The Lessons of Tibet

Even as Chinese troops are shooting monks in Tibet, neither the Human Rights Council nor the UN Security Council have anything to say about it. That isn't surprising because China is after all on the UN Security Council and a 2009 member of the Human Rights Council.
Instead the UN Human Rights Council for the last two years has dedicated itself to one thing to the virtual exclusion of everything else, promoting the Islamic war on Israel with its endless parade of lies and smears. This is the attitude that not only discredited the original commission, but it has resulted in harsh criticism from two successive UN Secretary Generals as it became increasingly clear that the Council was interested in only one country, Israel. It has even alienated and angered left leaning human rights groups and NGO's who are Anti-Israel but nevertheless disgusted by the way that the Muslim Anti-Israel agenda has hijacked the council's mission with endless tirades about the Palestinian Arabs while ignoring actual human rights abuses by the council member nations.
The Beijing Olympics were meant to be to China what the Berlin Olympics in 1936 were to Hitler and the Munich in 1972 to the German Republic. A chance to show off the new China as a world power in a favorable light. Instead much like the Berlin and Munich Olympics, 2008 turns back to 1936 and 1972 as bloodshed once again reveals the ugly truths behind the power. And in doing so it reveals the unity of the Olympics and the United Nations for the sham that it is.
The 1936 Olympics proved to be a parade ground for the Nazis and the 1972 Olympics a chance for Arab terrorists to preen their bloody feathers before the world. The Bejing Olympics have become not about a frothy display of fireworks, athletics and some Bejing skyscrapers, but about the brutal reality behind the facade. And the world has nothing to say about it.
An Israeli air strike on a wanted terrorist responsible for a dozen murders produces worldwide condemnation. Chinese troops shooting Tibetan monks produces a pained uneasy grimace and perhaps a call for restraint that everyone knows will go unheeded. With Tibet in the spotlight and Tibetans resisting the Chinese and Muslim occupation of their country, the UN remains silent as the grave. Europe mumbles. The State Department issues a statement and shuffles its feet.

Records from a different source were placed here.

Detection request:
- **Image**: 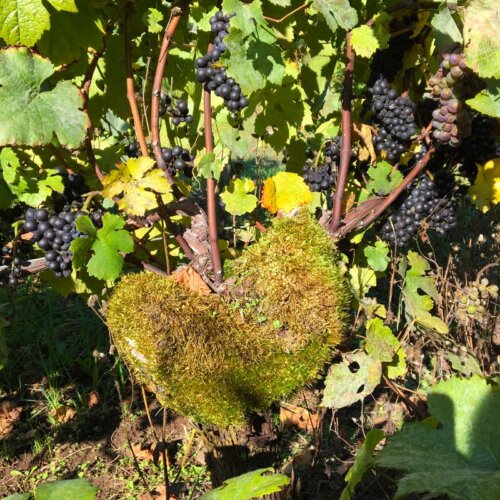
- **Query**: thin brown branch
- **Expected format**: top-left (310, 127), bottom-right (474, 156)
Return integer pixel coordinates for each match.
top-left (49, 145), bottom-right (76, 175)
top-left (203, 49), bottom-right (223, 286)
top-left (330, 31), bottom-right (354, 233)
top-left (151, 6), bottom-right (184, 190)
top-left (124, 3), bottom-right (149, 157)
top-left (332, 146), bottom-right (436, 239)
top-left (263, 2), bottom-right (310, 23)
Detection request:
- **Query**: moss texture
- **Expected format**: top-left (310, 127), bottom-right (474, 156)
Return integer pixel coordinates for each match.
top-left (107, 211), bottom-right (349, 427)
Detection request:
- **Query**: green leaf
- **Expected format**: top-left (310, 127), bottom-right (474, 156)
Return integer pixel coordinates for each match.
top-left (35, 478), bottom-right (97, 500)
top-left (3, 494), bottom-right (30, 500)
top-left (340, 429), bottom-right (385, 500)
top-left (322, 351), bottom-right (382, 409)
top-left (366, 161), bottom-right (403, 196)
top-left (0, 148), bottom-right (64, 206)
top-left (200, 468), bottom-right (289, 500)
top-left (310, 0), bottom-right (358, 33)
top-left (0, 48), bottom-right (87, 148)
top-left (466, 79), bottom-right (500, 118)
top-left (220, 178), bottom-right (258, 216)
top-left (463, 0), bottom-right (500, 78)
top-left (0, 0), bottom-right (77, 46)
top-left (349, 265), bottom-right (377, 300)
top-left (72, 213), bottom-right (134, 282)
top-left (401, 251), bottom-right (448, 334)
top-left (144, 8), bottom-right (164, 33)
top-left (222, 0), bottom-right (267, 38)
top-left (430, 5), bottom-right (462, 52)
top-left (350, 25), bottom-right (381, 59)
top-left (375, 376), bottom-right (500, 500)
top-left (364, 241), bottom-right (390, 272)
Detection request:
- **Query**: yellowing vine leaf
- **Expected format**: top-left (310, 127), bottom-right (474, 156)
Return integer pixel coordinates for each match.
top-left (261, 172), bottom-right (312, 214)
top-left (102, 157), bottom-right (172, 216)
top-left (220, 178), bottom-right (258, 216)
top-left (468, 158), bottom-right (500, 212)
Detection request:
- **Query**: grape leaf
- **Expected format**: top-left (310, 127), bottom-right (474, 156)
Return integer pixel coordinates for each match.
top-left (222, 0), bottom-right (267, 38)
top-left (0, 0), bottom-right (77, 46)
top-left (430, 4), bottom-right (462, 52)
top-left (71, 214), bottom-right (134, 282)
top-left (200, 468), bottom-right (289, 500)
top-left (340, 429), bottom-right (385, 500)
top-left (102, 157), bottom-right (173, 216)
top-left (220, 178), bottom-right (258, 216)
top-left (311, 0), bottom-right (358, 33)
top-left (265, 0), bottom-right (292, 6)
top-left (349, 265), bottom-right (377, 300)
top-left (463, 0), bottom-right (500, 78)
top-left (0, 47), bottom-right (87, 149)
top-left (375, 376), bottom-right (500, 500)
top-left (144, 8), bottom-right (163, 33)
top-left (36, 478), bottom-right (97, 500)
top-left (350, 25), bottom-right (382, 59)
top-left (401, 251), bottom-right (448, 334)
top-left (468, 158), bottom-right (500, 213)
top-left (0, 147), bottom-right (64, 206)
top-left (366, 161), bottom-right (403, 195)
top-left (261, 172), bottom-right (312, 214)
top-left (322, 351), bottom-right (382, 409)
top-left (364, 241), bottom-right (389, 272)
top-left (365, 318), bottom-right (406, 379)
top-left (466, 79), bottom-right (500, 118)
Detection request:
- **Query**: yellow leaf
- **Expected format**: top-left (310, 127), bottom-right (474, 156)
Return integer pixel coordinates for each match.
top-left (468, 158), bottom-right (500, 213)
top-left (102, 156), bottom-right (172, 216)
top-left (261, 172), bottom-right (312, 214)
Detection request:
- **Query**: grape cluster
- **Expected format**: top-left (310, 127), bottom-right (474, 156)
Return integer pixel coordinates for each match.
top-left (458, 114), bottom-right (500, 180)
top-left (24, 207), bottom-right (101, 277)
top-left (380, 175), bottom-right (457, 246)
top-left (195, 11), bottom-right (249, 113)
top-left (0, 240), bottom-right (32, 287)
top-left (370, 77), bottom-right (418, 163)
top-left (161, 146), bottom-right (194, 178)
top-left (124, 142), bottom-right (141, 158)
top-left (302, 137), bottom-right (346, 192)
top-left (52, 170), bottom-right (88, 212)
top-left (429, 50), bottom-right (474, 146)
top-left (159, 94), bottom-right (193, 126)
top-left (456, 278), bottom-right (498, 326)
top-left (370, 32), bottom-right (413, 85)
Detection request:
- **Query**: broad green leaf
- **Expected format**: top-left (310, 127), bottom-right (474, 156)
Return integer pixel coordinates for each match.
top-left (3, 494), bottom-right (30, 500)
top-left (431, 5), bottom-right (462, 52)
top-left (144, 8), bottom-right (163, 33)
top-left (375, 376), bottom-right (500, 500)
top-left (466, 79), bottom-right (500, 118)
top-left (71, 213), bottom-right (134, 282)
top-left (340, 429), bottom-right (385, 500)
top-left (102, 157), bottom-right (172, 216)
top-left (222, 0), bottom-right (267, 38)
top-left (350, 25), bottom-right (381, 58)
top-left (463, 0), bottom-right (500, 78)
top-left (220, 178), bottom-right (258, 216)
top-left (468, 158), bottom-right (500, 212)
top-left (0, 0), bottom-right (77, 46)
top-left (349, 265), bottom-right (377, 299)
top-left (261, 172), bottom-right (312, 214)
top-left (322, 351), bottom-right (382, 409)
top-left (366, 161), bottom-right (403, 195)
top-left (196, 152), bottom-right (225, 181)
top-left (364, 241), bottom-right (389, 272)
top-left (0, 48), bottom-right (87, 149)
top-left (35, 478), bottom-right (97, 500)
top-left (200, 468), bottom-right (289, 500)
top-left (310, 0), bottom-right (358, 33)
top-left (401, 251), bottom-right (448, 334)
top-left (0, 147), bottom-right (64, 206)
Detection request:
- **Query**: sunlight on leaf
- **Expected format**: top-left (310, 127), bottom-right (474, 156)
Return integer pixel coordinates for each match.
top-left (261, 172), bottom-right (312, 214)
top-left (468, 158), bottom-right (500, 213)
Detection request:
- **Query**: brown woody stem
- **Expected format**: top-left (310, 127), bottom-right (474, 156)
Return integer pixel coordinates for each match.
top-left (330, 31), bottom-right (354, 233)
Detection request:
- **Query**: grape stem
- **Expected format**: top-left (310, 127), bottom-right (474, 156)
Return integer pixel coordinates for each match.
top-left (332, 146), bottom-right (436, 239)
top-left (330, 31), bottom-right (354, 233)
top-left (151, 5), bottom-right (186, 195)
top-left (204, 44), bottom-right (223, 286)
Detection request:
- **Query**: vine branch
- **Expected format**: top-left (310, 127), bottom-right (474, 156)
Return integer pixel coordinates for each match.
top-left (203, 45), bottom-right (223, 286)
top-left (330, 31), bottom-right (354, 233)
top-left (263, 2), bottom-right (311, 23)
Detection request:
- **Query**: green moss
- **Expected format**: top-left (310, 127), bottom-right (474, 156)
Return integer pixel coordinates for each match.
top-left (107, 211), bottom-right (349, 427)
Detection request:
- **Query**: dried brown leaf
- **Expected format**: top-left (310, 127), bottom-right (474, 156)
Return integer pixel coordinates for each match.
top-left (49, 406), bottom-right (76, 424)
top-left (172, 266), bottom-right (211, 296)
top-left (280, 404), bottom-right (319, 433)
top-left (87, 390), bottom-right (100, 408)
top-left (353, 122), bottom-right (377, 163)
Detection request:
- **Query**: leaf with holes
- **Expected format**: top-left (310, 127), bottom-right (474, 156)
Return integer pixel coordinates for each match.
top-left (321, 351), bottom-right (382, 409)
top-left (0, 47), bottom-right (87, 148)
top-left (375, 376), bottom-right (500, 500)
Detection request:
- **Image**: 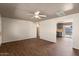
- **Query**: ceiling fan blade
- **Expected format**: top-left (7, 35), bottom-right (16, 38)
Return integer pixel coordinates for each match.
top-left (39, 15), bottom-right (47, 17)
top-left (31, 15), bottom-right (41, 19)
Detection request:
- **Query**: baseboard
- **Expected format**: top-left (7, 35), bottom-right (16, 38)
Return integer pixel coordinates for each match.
top-left (40, 38), bottom-right (56, 43)
top-left (2, 37), bottom-right (36, 44)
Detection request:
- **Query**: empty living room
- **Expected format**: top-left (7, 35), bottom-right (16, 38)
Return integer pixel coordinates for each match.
top-left (0, 2), bottom-right (79, 57)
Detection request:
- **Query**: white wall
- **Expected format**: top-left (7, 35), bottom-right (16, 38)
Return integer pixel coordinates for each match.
top-left (2, 17), bottom-right (36, 43)
top-left (39, 20), bottom-right (57, 42)
top-left (72, 13), bottom-right (79, 49)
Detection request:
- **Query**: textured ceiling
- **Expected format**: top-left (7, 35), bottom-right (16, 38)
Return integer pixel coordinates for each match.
top-left (0, 3), bottom-right (79, 22)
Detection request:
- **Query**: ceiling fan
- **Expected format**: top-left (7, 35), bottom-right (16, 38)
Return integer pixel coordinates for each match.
top-left (26, 11), bottom-right (47, 19)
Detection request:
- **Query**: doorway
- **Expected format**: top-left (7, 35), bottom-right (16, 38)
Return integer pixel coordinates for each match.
top-left (57, 22), bottom-right (72, 38)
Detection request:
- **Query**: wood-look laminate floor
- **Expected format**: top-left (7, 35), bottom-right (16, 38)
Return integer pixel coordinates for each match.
top-left (0, 38), bottom-right (79, 56)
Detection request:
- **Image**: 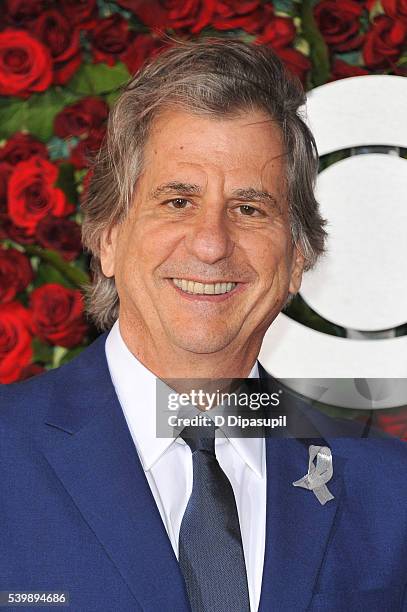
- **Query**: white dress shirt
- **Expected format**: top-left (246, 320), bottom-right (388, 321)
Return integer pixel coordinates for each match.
top-left (105, 320), bottom-right (266, 612)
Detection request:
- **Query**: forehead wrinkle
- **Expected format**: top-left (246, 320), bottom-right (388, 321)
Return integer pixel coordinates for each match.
top-left (241, 117), bottom-right (278, 128)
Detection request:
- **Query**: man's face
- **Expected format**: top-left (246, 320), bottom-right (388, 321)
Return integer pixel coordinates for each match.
top-left (101, 108), bottom-right (304, 356)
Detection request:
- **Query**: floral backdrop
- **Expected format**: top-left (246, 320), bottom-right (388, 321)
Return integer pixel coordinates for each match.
top-left (0, 0), bottom-right (406, 436)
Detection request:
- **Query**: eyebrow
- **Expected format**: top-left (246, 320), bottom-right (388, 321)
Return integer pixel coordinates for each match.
top-left (231, 187), bottom-right (279, 209)
top-left (150, 182), bottom-right (279, 208)
top-left (150, 182), bottom-right (202, 199)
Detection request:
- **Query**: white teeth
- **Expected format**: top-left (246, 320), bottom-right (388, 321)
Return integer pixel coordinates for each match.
top-left (172, 279), bottom-right (237, 295)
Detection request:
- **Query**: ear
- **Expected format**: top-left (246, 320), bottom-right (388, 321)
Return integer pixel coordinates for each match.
top-left (288, 245), bottom-right (305, 295)
top-left (100, 224), bottom-right (120, 278)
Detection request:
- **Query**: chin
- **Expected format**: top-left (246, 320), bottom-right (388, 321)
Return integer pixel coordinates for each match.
top-left (168, 328), bottom-right (238, 355)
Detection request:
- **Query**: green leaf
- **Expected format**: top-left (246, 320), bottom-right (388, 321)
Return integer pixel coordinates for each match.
top-left (34, 263), bottom-right (73, 289)
top-left (337, 50), bottom-right (363, 66)
top-left (397, 54), bottom-right (407, 67)
top-left (52, 346), bottom-right (69, 368)
top-left (14, 290), bottom-right (29, 307)
top-left (56, 162), bottom-right (79, 205)
top-left (1, 238), bottom-right (17, 249)
top-left (368, 0), bottom-right (385, 21)
top-left (48, 135), bottom-right (72, 161)
top-left (24, 245), bottom-right (89, 289)
top-left (273, 0), bottom-right (295, 17)
top-left (67, 62), bottom-right (130, 96)
top-left (25, 88), bottom-right (80, 141)
top-left (74, 168), bottom-right (88, 185)
top-left (32, 337), bottom-right (54, 363)
top-left (58, 346), bottom-right (85, 366)
top-left (300, 0), bottom-right (330, 88)
top-left (105, 89), bottom-right (121, 108)
top-left (294, 37), bottom-right (310, 57)
top-left (0, 97), bottom-right (28, 139)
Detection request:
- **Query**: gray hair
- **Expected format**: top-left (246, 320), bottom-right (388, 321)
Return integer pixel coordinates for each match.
top-left (81, 38), bottom-right (327, 330)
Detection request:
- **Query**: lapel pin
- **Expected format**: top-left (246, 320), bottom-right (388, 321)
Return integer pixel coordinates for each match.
top-left (292, 445), bottom-right (334, 506)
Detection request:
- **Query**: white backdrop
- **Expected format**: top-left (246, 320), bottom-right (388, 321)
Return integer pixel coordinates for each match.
top-left (259, 75), bottom-right (407, 378)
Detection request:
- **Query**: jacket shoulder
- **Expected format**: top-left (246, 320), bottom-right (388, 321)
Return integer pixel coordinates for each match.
top-left (0, 333), bottom-right (109, 432)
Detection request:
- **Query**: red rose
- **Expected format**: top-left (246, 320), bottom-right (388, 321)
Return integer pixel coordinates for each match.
top-left (0, 214), bottom-right (35, 244)
top-left (32, 11), bottom-right (82, 85)
top-left (0, 29), bottom-right (52, 97)
top-left (18, 362), bottom-right (45, 380)
top-left (59, 0), bottom-right (98, 29)
top-left (0, 132), bottom-right (48, 165)
top-left (4, 0), bottom-right (46, 29)
top-left (0, 301), bottom-right (32, 384)
top-left (374, 409), bottom-right (407, 440)
top-left (30, 283), bottom-right (87, 348)
top-left (36, 217), bottom-right (82, 261)
top-left (0, 214), bottom-right (8, 239)
top-left (7, 157), bottom-right (73, 235)
top-left (0, 247), bottom-right (33, 303)
top-left (0, 213), bottom-right (34, 244)
top-left (70, 128), bottom-right (106, 169)
top-left (256, 16), bottom-right (297, 49)
top-left (382, 0), bottom-right (407, 26)
top-left (274, 47), bottom-right (311, 85)
top-left (90, 14), bottom-right (131, 66)
top-left (122, 34), bottom-right (168, 75)
top-left (212, 0), bottom-right (266, 33)
top-left (54, 97), bottom-right (109, 139)
top-left (330, 58), bottom-right (370, 80)
top-left (363, 15), bottom-right (407, 68)
top-left (116, 0), bottom-right (215, 33)
top-left (314, 0), bottom-right (364, 52)
top-left (0, 162), bottom-right (12, 213)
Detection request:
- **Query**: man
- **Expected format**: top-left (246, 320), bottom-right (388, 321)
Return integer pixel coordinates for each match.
top-left (1, 40), bottom-right (406, 612)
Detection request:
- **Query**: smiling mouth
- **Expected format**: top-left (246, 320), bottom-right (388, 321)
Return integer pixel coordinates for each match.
top-left (171, 278), bottom-right (237, 295)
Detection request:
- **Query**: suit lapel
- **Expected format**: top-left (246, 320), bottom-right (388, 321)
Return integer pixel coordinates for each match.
top-left (258, 436), bottom-right (346, 611)
top-left (42, 334), bottom-right (190, 611)
top-left (257, 364), bottom-right (347, 611)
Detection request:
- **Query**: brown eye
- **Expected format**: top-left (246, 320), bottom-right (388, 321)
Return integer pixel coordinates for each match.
top-left (239, 205), bottom-right (258, 216)
top-left (168, 198), bottom-right (189, 209)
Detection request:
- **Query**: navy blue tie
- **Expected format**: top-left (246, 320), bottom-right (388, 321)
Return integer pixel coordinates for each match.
top-left (178, 421), bottom-right (250, 612)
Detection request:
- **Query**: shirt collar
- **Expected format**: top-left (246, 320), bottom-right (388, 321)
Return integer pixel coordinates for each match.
top-left (105, 320), bottom-right (264, 477)
top-left (105, 320), bottom-right (171, 471)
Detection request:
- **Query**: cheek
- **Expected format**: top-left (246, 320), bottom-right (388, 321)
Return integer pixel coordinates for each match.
top-left (242, 230), bottom-right (293, 286)
top-left (120, 218), bottom-right (184, 278)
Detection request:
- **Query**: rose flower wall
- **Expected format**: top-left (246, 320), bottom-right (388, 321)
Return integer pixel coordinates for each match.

What the Tibet model truly demonstrates is that real occupiers and human rights abusers can and do get away with it. Just as Turkey is set to enter the EU despite the fact that it seized and occupied territory belonging to Greece. It's only countries that resist occupation by powerful nations, as Israel has, that in turn are besieged and condemned.
The idea of human rights on the world stage is nothing more than a facade for power plays, a propaganda tool in the hands of the powerful. As China stages its own version of the 1936 Berlin Olympics and the world troops to participate, the hypocrisy of discredited organizations like the UN is on display as well as a reminder that they have long since outlived their usefulness as anything but social networking for corrupt diplomats. It's time to let them go.